California Community Housing Agency (CaICHA), working with Catalyst as the project sponsor, was
the first Joint Powers Authority (JPA) to acquire a residential apartment project with tax-exempt
"essential government bonds". They have since closed on nine transactions. There are other JPAs
and other project sponsors doing similar transactions. As a public agency, the JPA is a tax-exempt
entity that is not required to pay property taxes. This property tax abatement, coupled with the tax-
exempt financing, provides a significant advantage in terms of cash flow, which allows the JPA to
compete with market-rate buyers, and enables the JPA to make the units available to low and
moderate income households. The typical split of units is one third at 80% AMI, one third at 100%
AMI, and one third at 120% AMI. It is important to note that a non-government entity could acquire a
property and restrict units to 80% AMI, and those units would qualify for the "welfare exemption" and
would not have to pay property taxes on any units at 80% AMI or less.
The project sponsor acts on behalf of the JPA as the asset manager. For all intents and purposes,
the residents of these projects interface with the project sponsor or their designated property
management firm. Annual rent increases would be capped at no more than 4%, which is less than
the rent limits under AB1482, the recently adopted State tenant protection legislation. It is important
to note, existing tenants are not displaced, regardless of household income, as the conversion of
market-rate units to middle income units occurs over a few years as leases expire and current
tenants move on to other housing opportunities.

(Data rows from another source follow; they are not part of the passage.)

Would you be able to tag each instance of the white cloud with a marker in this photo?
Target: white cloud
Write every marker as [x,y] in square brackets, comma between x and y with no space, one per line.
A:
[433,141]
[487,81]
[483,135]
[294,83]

The JPA issues the tax exempt governmental bonds. As the bond issuer, the JPA will oversee the
underwriting of the bonds prior to issuance and the performance of the project sponsor during the life
of the bonds.
Opportunity to Acquire Two Existing Apartment Complexes
Catalyst has approached the City with an opportunity to acquire two existing apartment complexes in
Huntington Beach and convert them into "workforce housing" units, as market-rate leases come due.
Elan and Breakwater are the two apartment complexes (the "Properties"), where the rents range from
$1,984 - $3,255 per month. Collectively, between the Properties, there are a total of 676 dwelling
units that generate a combined $2,647,536 annually of basic levy property tax revenue. The City's
annual 14% share is $370,655. Based upon the current valuation (2020-21 Secured Property Tax)
and a two percent annual increase in valuation, the City would have reduced property tax revenue of
an estimated $6,409,893 over 15 years, and $15,036,763 over 30 years for the Projects.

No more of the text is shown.